AgentStatus operates a distributed network of residential compute nodes that execute tests from real consumer devices. In March 2026, 180 nodes were actively running tests out of 228 total enrolled nodes, managed by 303 node providers.
Key Takeaways
What this data means for teams deploying AI agents.
1. Uptime is not reliability.
56.6% of agents maintained 100% uptime in March. They were online for every single test. But 89% of those responses failed evaluation checks. The agents were running. They were just wrong. If your definition of reliability is "the server responded," your agents look fine. If your definition is "the answer was correct," almost none of them are reliable.
2. Inside-out monitoring is blind to the most common failure mode.
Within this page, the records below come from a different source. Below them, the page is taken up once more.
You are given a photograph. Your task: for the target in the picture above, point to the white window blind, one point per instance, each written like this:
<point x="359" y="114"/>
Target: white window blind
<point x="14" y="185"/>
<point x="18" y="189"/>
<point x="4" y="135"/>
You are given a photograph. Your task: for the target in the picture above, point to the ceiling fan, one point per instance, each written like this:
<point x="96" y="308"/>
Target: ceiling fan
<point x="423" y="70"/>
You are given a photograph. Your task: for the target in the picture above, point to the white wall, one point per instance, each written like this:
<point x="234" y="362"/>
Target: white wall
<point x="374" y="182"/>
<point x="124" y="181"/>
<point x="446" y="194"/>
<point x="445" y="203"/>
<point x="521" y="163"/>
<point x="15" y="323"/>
The most common failure mode in March was not a server crash or a timeout. It was an agent returning a 200 status code with a wrong answer. Traditional monitoring tools that track logs, traces, and error rates would not have flagged any of these. The failure was in the content of the response, not the system metrics.
3. Geography changes what your users experience.
The same agent that responds in 3.8 seconds from Canada takes over 30 seconds from Rwanda. For global companies, testing from a single location gives a false sense of reliability. Bot detection, geo-routing, and CDN behavior all change what the user gets depending on where they are.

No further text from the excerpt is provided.